El estrecho de Ormuz está bloqueado, llueven misiles y en nuestras pantallas las versiones chocan. Vídeos de propaganda que se repiten en X y discursos oficiales que cambian de una hora a otra… En el conflicto entre Washington y Teherán, es difícil saber quién mueve los hilos de la realidad. En total, NewsGuard ha identificado 50 informes falsos desde que comenzó el conflicto el 28 de febrero, que han acumulado cientos de millones de visitas. Pero, ¿son todas estas mentiras, a menudo de los propios protagonistas del conflicto, un hecho nuevo o estamos superando un hito en la desinformación con la guerra en Irán? Para 20 minutosYves Boyer, miembro del think tank internacional TAG, especialista en cuestiones de defensa y doctrina militar, descifra el detrás de escena de esta guerra de mentiras.
Negociaciones, estrecho de Ormuz, ataques selectivos… Entre Irán y Estados Unidos tenemos la impresión de que todo el mundo miente constantemente. ¿Es este un fenómeno nuevo?
Nada nuevo bajo el sol. La mentira siempre ha existido, es parte integral del arte militar. Mentimos para engañar al adversario, para ocultar nuestras intenciones o para disfrazar una realidad dramática. A veces es incluso una necesidad estratégica. Tomemos como ejemplo el bombardeo de la ciudad inglesa de Coventry durante la Segunda Guerra Mundial. La inteligencia británica sabía de un bombardeo masivo por parte de los alemanes. Pero lo dejaron suceder para no permitir que Alemania se diera cuenta de sus avances estratégicos, particularmente en lo que respecta al código Enigma. Era una mentira terrible, pero pretendía preservar una ventaja vital para el resto de la guerra. Todo el mundo puede acusarse de mentir, pero esa es la naturaleza de la guerra y la política.
¿Son las redes sociales las nuevas cómplices de esta guerra de mentiras?
En las redes sociales puedes encontrar de todo. Demasiada información mata la información. Lo vimos en Ucrania, lo vemos hoy con Irán: las redes están llenas de fuentes, desde las más serias hasta las más excéntricas, y cada una contribuye a sumergirnos en una niebla absoluta. Con las redes sociales seguimos al minuto el conflicto y por tanto sus falsedades. A veces, la mentira ni siquiera está organizada: es simplemente la velocidad de las acciones lo que enmascara la realidad.
Tomemos el ejemplo de la escuela de niñas alcanzada por una bomba que dio la vuelta al mundo. En el caos del combate, esto fue un error involuntario de los estadounidenses. Pero para ocultar esta dramática realidad, “disfrazaremos” la verdad. La mentira sirve entonces para enmascarar la realidad.

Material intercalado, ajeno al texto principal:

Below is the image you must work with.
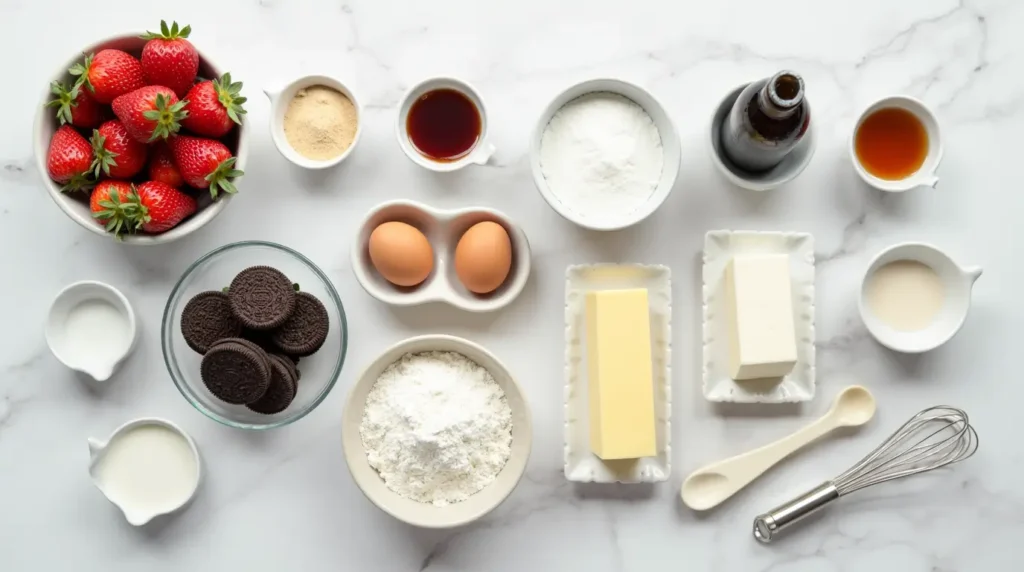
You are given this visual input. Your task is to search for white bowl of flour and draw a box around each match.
[342,336,532,528]
[529,79,680,230]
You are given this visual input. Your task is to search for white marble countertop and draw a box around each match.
[0,0,1024,572]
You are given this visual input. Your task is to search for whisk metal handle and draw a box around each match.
[754,481,839,544]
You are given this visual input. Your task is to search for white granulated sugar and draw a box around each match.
[359,352,512,507]
[541,92,665,218]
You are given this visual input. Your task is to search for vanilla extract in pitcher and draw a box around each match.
[722,72,811,172]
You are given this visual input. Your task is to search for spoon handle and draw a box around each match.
[681,414,838,511]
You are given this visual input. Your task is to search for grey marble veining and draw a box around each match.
[0,0,1024,572]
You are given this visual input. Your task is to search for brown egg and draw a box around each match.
[455,221,512,294]
[370,222,434,287]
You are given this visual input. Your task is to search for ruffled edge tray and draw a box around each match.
[701,230,815,403]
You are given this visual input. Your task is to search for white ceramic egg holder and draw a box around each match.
[351,201,529,312]
[563,264,672,483]
[702,230,815,403]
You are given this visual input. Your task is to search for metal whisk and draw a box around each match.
[754,405,978,543]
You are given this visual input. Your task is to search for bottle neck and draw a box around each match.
[758,72,804,119]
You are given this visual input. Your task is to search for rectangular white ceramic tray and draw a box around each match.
[564,264,672,483]
[702,230,814,403]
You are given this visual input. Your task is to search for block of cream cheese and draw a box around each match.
[725,254,797,381]
[586,289,657,460]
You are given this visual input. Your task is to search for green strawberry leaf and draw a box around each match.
[142,93,188,142]
[213,73,248,125]
[46,81,80,125]
[68,53,96,93]
[139,19,191,40]
[89,129,118,179]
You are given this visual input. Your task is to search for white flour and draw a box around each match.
[359,352,512,507]
[541,92,665,217]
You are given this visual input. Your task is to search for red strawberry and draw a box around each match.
[138,181,196,232]
[91,120,148,179]
[46,125,92,190]
[46,82,103,128]
[142,20,199,97]
[69,50,145,103]
[89,179,139,240]
[168,135,243,199]
[181,74,246,139]
[150,143,185,188]
[111,85,188,143]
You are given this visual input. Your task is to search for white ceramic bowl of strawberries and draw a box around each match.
[34,23,248,245]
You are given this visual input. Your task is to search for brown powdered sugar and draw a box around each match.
[285,85,358,161]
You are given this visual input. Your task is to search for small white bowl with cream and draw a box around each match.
[263,76,362,169]
[529,79,680,230]
[89,417,202,526]
[46,280,136,382]
[859,243,981,353]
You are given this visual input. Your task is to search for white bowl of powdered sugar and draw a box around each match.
[529,79,680,230]
[342,336,532,528]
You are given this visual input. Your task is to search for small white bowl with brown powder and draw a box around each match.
[265,76,360,169]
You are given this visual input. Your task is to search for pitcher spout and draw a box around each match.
[86,437,105,458]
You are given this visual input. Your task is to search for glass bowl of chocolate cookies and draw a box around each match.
[161,240,348,430]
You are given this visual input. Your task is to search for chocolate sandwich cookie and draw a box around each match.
[268,354,302,382]
[181,291,242,353]
[200,338,271,404]
[242,327,299,364]
[246,354,297,415]
[272,292,331,357]
[227,266,296,331]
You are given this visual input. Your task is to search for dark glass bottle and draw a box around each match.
[722,72,811,172]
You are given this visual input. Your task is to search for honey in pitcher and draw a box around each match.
[854,107,928,181]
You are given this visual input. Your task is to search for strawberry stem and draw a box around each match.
[139,19,191,40]
[142,93,188,142]
[68,53,96,93]
[92,185,144,240]
[206,157,245,199]
[213,74,247,125]
[89,129,118,179]
[46,81,79,125]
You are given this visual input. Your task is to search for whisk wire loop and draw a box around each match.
[833,405,978,495]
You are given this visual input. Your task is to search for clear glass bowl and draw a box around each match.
[161,240,348,430]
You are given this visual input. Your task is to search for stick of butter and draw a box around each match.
[725,254,797,381]
[586,289,657,459]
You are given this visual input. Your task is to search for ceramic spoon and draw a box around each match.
[681,386,874,511]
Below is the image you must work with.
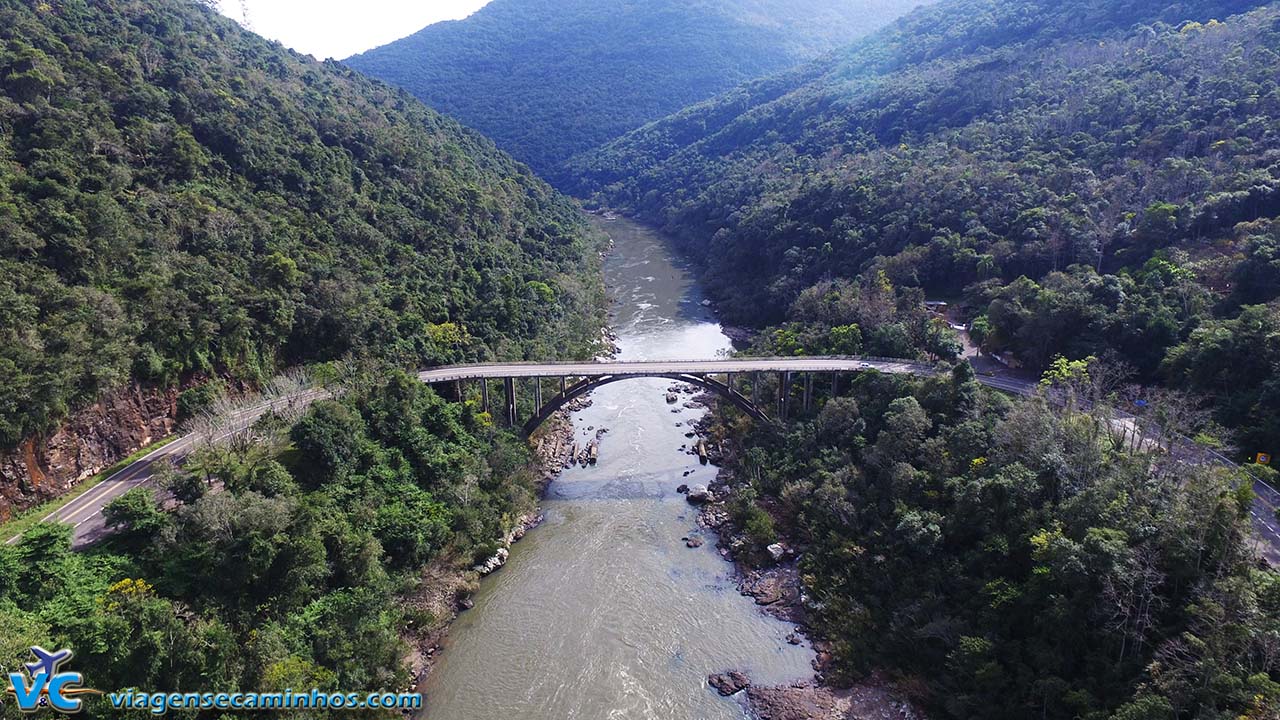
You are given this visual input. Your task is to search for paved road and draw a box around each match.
[8,357,1280,565]
[6,389,325,548]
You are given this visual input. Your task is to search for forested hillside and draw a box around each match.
[347,0,932,181]
[572,0,1280,451]
[0,0,598,448]
[0,373,536,720]
[717,364,1280,720]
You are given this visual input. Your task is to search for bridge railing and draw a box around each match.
[419,355,938,373]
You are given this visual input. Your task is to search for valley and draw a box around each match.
[0,0,1280,720]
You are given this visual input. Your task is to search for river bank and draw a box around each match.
[409,218,813,720]
[401,400,576,692]
[695,397,925,720]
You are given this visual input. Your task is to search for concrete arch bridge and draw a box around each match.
[419,357,937,434]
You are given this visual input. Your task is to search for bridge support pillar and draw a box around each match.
[502,378,516,428]
[778,372,791,421]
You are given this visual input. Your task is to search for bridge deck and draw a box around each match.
[417,357,937,383]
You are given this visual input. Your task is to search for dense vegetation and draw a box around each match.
[573,0,1280,452]
[0,0,600,447]
[711,364,1280,720]
[347,0,929,181]
[0,374,534,717]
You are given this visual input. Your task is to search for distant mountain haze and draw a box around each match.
[347,0,929,182]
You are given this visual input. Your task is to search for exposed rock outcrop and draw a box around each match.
[0,384,178,521]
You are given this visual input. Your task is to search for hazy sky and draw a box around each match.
[219,0,489,60]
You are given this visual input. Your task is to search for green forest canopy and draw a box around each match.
[571,0,1280,451]
[0,0,599,447]
[346,0,932,176]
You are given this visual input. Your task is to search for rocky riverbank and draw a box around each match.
[401,400,576,692]
[691,407,924,720]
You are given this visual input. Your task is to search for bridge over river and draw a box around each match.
[15,357,1280,564]
[419,357,942,434]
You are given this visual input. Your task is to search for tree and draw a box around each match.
[102,488,169,544]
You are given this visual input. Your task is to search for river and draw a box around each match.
[424,219,813,720]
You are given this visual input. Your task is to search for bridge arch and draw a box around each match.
[524,373,772,436]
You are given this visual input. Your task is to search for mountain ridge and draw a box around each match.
[346,0,936,182]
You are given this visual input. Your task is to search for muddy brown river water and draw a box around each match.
[424,213,813,720]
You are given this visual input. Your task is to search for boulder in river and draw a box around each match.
[687,486,713,505]
[707,670,751,697]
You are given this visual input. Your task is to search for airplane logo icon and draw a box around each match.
[5,646,101,712]
[27,646,72,678]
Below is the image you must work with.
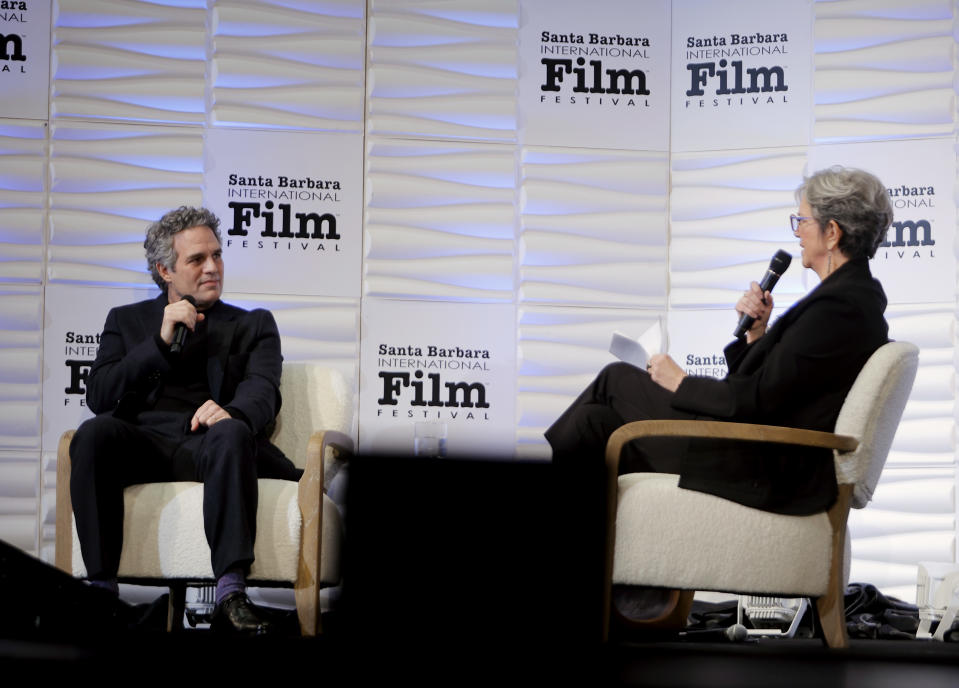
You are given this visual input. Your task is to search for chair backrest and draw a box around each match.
[272,362,353,468]
[836,342,919,509]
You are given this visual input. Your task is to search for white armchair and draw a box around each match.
[56,363,353,636]
[603,342,918,647]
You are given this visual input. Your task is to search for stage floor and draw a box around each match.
[0,629,959,688]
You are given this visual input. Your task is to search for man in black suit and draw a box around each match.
[70,207,298,634]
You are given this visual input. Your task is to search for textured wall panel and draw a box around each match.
[367,0,519,141]
[849,304,956,601]
[849,468,956,602]
[50,0,207,123]
[47,123,203,285]
[223,293,360,381]
[813,0,955,143]
[516,306,663,458]
[0,285,43,450]
[0,120,47,282]
[886,304,956,466]
[363,139,516,301]
[0,451,40,554]
[210,0,365,131]
[669,148,815,308]
[519,148,668,308]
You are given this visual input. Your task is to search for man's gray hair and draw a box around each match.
[796,165,893,258]
[143,205,223,290]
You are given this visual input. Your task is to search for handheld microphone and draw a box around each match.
[170,294,196,354]
[733,250,793,339]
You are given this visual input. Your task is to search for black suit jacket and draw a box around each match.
[87,294,297,479]
[672,260,888,514]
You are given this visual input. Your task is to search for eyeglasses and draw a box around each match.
[789,215,816,234]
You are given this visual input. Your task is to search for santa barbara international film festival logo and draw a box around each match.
[0,0,27,74]
[539,31,650,107]
[875,184,936,261]
[224,173,342,252]
[63,332,100,407]
[688,33,789,109]
[376,344,491,421]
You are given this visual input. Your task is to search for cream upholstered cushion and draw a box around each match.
[612,342,919,597]
[272,362,353,490]
[73,479,343,584]
[613,473,831,596]
[835,342,919,509]
[71,362,353,584]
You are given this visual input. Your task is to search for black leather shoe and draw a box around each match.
[210,592,276,635]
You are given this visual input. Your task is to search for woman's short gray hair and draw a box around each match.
[143,205,223,290]
[796,165,892,258]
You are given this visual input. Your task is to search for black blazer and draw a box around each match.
[87,294,296,479]
[672,259,889,514]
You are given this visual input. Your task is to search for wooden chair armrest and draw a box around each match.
[606,420,859,475]
[53,430,76,576]
[602,420,859,642]
[294,430,353,636]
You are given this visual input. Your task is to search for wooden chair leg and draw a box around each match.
[611,590,695,631]
[166,582,186,633]
[816,485,852,648]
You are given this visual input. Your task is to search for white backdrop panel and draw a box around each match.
[47,122,203,286]
[363,138,516,301]
[516,305,663,459]
[669,148,818,308]
[0,450,40,553]
[203,129,363,296]
[209,0,366,132]
[813,0,955,143]
[359,299,516,458]
[366,0,519,141]
[50,0,207,123]
[0,0,51,120]
[0,284,43,450]
[670,0,812,151]
[519,0,669,151]
[518,147,668,308]
[0,120,47,282]
[223,292,360,383]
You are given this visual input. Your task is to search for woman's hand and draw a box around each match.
[736,282,773,344]
[646,354,686,392]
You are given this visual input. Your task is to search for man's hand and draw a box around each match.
[736,282,773,344]
[646,354,686,392]
[160,299,206,346]
[190,399,233,432]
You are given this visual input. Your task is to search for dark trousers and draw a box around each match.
[545,363,696,473]
[70,412,258,580]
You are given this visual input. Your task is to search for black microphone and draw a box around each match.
[170,294,196,354]
[733,250,793,339]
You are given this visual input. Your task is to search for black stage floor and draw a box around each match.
[0,630,959,688]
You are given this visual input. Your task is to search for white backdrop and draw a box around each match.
[0,0,959,598]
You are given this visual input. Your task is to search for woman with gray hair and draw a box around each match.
[546,166,892,514]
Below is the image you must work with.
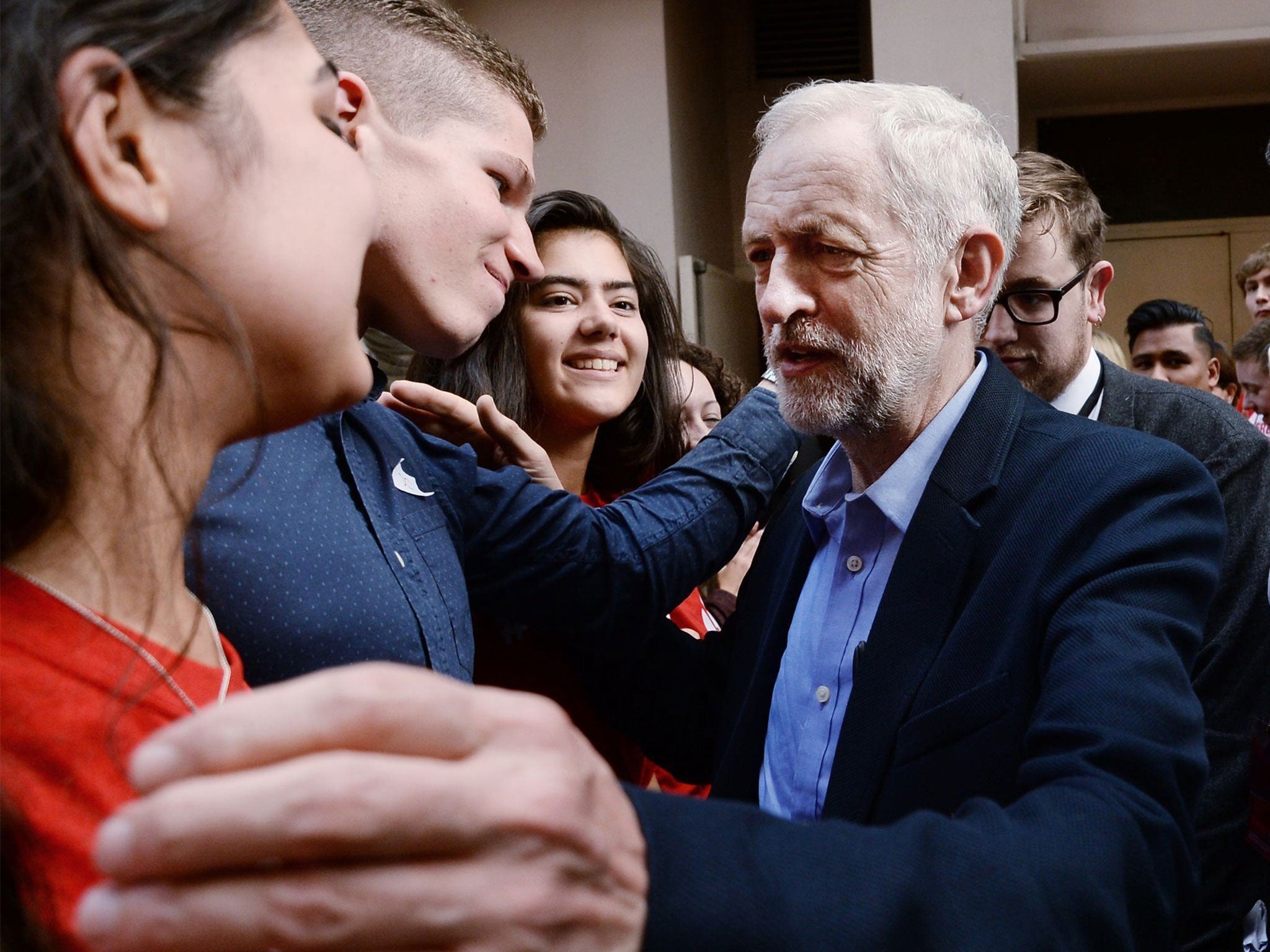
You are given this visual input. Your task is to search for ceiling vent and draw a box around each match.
[753,0,873,80]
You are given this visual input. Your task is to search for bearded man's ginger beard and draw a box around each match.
[763,293,943,439]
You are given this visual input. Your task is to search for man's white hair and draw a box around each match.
[755,80,1021,320]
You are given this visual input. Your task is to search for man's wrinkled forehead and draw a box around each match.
[743,127,881,240]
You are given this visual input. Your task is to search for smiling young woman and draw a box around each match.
[412,190,717,793]
[0,0,375,948]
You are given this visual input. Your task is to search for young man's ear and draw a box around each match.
[1085,262,1115,327]
[57,47,170,231]
[1208,356,1222,390]
[945,227,1006,324]
[335,70,382,151]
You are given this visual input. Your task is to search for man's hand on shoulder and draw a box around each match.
[380,381,562,488]
[79,664,647,952]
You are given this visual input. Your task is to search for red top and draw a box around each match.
[473,490,719,797]
[0,569,246,950]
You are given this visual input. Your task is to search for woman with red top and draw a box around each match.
[0,0,375,948]
[412,190,717,795]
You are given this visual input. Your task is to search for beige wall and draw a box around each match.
[665,0,744,269]
[452,0,676,284]
[871,0,1018,150]
[1024,0,1270,43]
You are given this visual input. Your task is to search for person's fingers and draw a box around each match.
[390,379,480,429]
[128,663,542,793]
[79,850,644,952]
[476,394,545,462]
[376,390,438,426]
[476,394,562,488]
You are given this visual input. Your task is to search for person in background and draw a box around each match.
[1127,298,1222,394]
[409,190,719,796]
[676,340,745,449]
[1213,340,1243,412]
[0,0,376,950]
[1093,327,1129,369]
[1231,321,1270,435]
[1235,242,1270,324]
[983,152,1270,950]
[678,340,757,626]
[80,82,1242,952]
[189,0,794,687]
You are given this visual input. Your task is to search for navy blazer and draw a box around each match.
[187,372,796,687]
[1099,356,1270,952]
[587,356,1224,952]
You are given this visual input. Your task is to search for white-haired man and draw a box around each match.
[82,84,1223,952]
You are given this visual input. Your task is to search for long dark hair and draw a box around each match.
[0,0,278,558]
[409,189,683,493]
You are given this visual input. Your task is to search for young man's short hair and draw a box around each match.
[1231,321,1270,373]
[291,0,546,141]
[1015,152,1108,268]
[1126,297,1217,356]
[1235,241,1270,293]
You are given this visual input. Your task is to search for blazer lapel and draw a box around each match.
[824,355,1026,822]
[1099,354,1133,426]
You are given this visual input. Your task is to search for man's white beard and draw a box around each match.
[763,293,940,439]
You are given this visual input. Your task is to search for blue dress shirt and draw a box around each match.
[187,368,796,685]
[758,353,987,820]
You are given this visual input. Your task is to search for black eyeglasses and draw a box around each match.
[992,265,1090,324]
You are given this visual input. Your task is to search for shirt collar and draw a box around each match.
[366,354,389,400]
[802,350,988,532]
[1049,346,1103,414]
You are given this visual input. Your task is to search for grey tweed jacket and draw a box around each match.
[1099,355,1270,952]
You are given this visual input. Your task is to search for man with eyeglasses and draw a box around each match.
[982,152,1270,951]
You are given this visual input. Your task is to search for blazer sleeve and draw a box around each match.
[630,436,1223,952]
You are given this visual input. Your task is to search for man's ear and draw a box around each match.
[335,70,383,151]
[1085,262,1115,327]
[946,227,1006,324]
[57,47,170,231]
[1208,356,1222,390]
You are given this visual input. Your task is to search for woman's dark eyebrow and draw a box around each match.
[535,274,635,291]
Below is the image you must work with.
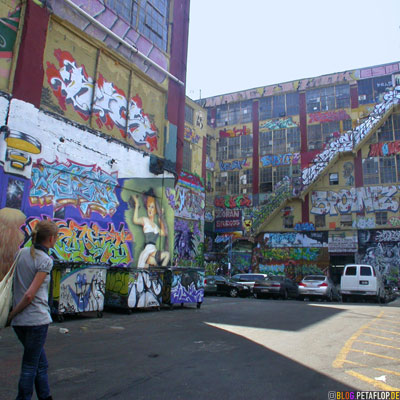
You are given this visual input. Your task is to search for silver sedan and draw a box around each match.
[298,275,340,301]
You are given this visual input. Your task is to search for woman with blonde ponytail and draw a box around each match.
[8,220,58,400]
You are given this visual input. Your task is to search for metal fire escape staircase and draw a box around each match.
[252,86,400,235]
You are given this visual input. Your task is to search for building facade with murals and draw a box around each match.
[0,0,206,301]
[197,62,400,280]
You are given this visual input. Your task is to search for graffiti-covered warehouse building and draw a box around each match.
[0,0,195,282]
[197,62,400,279]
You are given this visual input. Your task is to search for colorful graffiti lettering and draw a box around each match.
[368,140,400,157]
[219,125,251,138]
[24,218,133,265]
[353,218,375,229]
[261,247,320,261]
[308,110,351,124]
[185,126,200,144]
[260,117,297,131]
[29,160,119,218]
[53,266,107,313]
[294,222,315,232]
[310,186,399,215]
[214,194,251,208]
[46,49,157,151]
[219,159,247,171]
[260,153,300,167]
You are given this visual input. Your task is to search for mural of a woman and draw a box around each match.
[130,189,170,268]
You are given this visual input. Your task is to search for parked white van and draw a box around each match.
[340,264,386,303]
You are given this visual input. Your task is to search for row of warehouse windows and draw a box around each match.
[207,75,393,127]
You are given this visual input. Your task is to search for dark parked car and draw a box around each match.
[253,275,299,300]
[204,275,250,297]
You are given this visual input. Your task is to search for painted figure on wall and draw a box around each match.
[130,189,170,268]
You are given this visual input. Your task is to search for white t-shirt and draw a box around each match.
[11,247,53,326]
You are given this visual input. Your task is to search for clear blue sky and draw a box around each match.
[186,0,400,100]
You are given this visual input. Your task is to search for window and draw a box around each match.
[260,168,272,193]
[216,100,253,126]
[227,136,240,159]
[360,267,372,276]
[182,140,192,171]
[357,75,392,104]
[375,211,387,225]
[228,171,239,194]
[274,165,290,185]
[314,214,325,228]
[362,157,379,185]
[260,131,272,156]
[379,157,396,183]
[185,104,194,125]
[345,266,357,276]
[306,84,350,113]
[273,129,286,154]
[286,128,300,152]
[217,138,228,161]
[340,214,353,226]
[272,94,286,118]
[240,135,253,158]
[283,215,294,229]
[259,97,272,121]
[329,172,339,185]
[307,125,322,150]
[377,118,393,142]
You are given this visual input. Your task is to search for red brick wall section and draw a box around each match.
[13,0,49,107]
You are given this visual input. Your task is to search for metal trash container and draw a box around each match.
[162,267,204,309]
[105,267,163,312]
[49,261,108,322]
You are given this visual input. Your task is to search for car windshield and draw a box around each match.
[303,275,325,281]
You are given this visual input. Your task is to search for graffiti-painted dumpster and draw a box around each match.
[105,267,163,312]
[162,267,204,308]
[49,261,108,322]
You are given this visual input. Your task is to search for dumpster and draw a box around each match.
[162,267,204,308]
[105,267,163,312]
[49,261,108,322]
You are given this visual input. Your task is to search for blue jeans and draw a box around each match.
[13,325,50,400]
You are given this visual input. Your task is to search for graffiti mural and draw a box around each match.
[214,194,251,208]
[260,153,300,167]
[302,86,400,186]
[260,117,298,131]
[219,158,248,171]
[29,160,119,218]
[170,270,204,304]
[105,268,163,309]
[219,125,251,138]
[23,217,133,265]
[174,218,203,260]
[308,110,351,124]
[46,49,157,151]
[356,230,400,284]
[368,140,400,157]
[310,186,399,215]
[185,125,200,144]
[263,232,328,248]
[53,265,107,314]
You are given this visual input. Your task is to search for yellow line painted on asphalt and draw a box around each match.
[345,370,400,392]
[374,367,400,376]
[368,327,400,336]
[362,332,400,342]
[332,311,384,368]
[355,339,400,350]
[350,349,400,361]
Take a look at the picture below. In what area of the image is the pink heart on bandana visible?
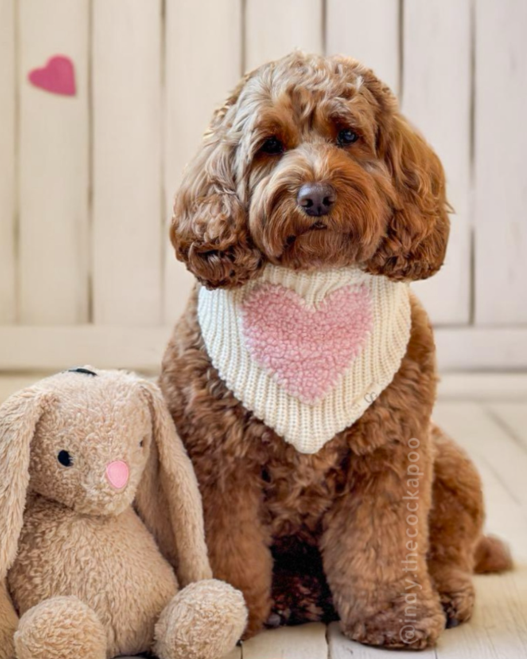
[242,284,373,405]
[28,55,77,96]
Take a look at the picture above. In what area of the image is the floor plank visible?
[435,402,528,510]
[243,625,328,659]
[486,403,528,448]
[437,569,527,659]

De hecho, Donald Trump parece haber llevado esta práctica al extremo. ¿Es esta una estrategia reflexiva?
Con Donald Trump el fenómeno ha empeorado porque dice blanco y luego negro. ¿Es esta una estrategia bien razonada? Podemos dudarlo porque a menudo los hechos lo refutan. Cuando afirma que “Irán amenaza directamente el suelo estadounidense”, es falso. Es una mentira de carácter político-estratégico que sólo sirve para justificar ataques. Del mismo modo, cuando promete “ataques muy específicos” cuando la realidad muestra daños mucho mayores, está mintiendo a sabiendas. Estamos aquí en la dimensión puramente política del conflicto donde se utilizan las mentiras para construir una historia.
A menudo escuchamos que el régimen iraní está perdiendo fuerza debido al propio Trump, ¿es esto también una mentira?
Ésta es sin duda la mentira más grave. Pensamos que el adversario es “así”, por eso decimos que es “así”, mentimos por diagnóstico erróneo pero no mentimos a sabiendas. El mismo error se cometió en Afganistán, donde la incapacidad de definir al adversario llevó al fiasco. En cuanto a Irán, subestimaron sistemáticamente la profundidad de esta civilización. Detrás de la imagen de los mulás se esconde Persia, un país extremadamente sofisticado. No querían ver su capacidad de recuperación. Algunos predijeron que todo se derrumbaría, pero nosotros vemos todo lo contrario. Es un problema de diferencia cultural: luchar contra Irán no es lo mismo que luchar contra la Alemania nazi. No conocer a tu oponente y su fuerza de resistencia es mentirte a ti mismo.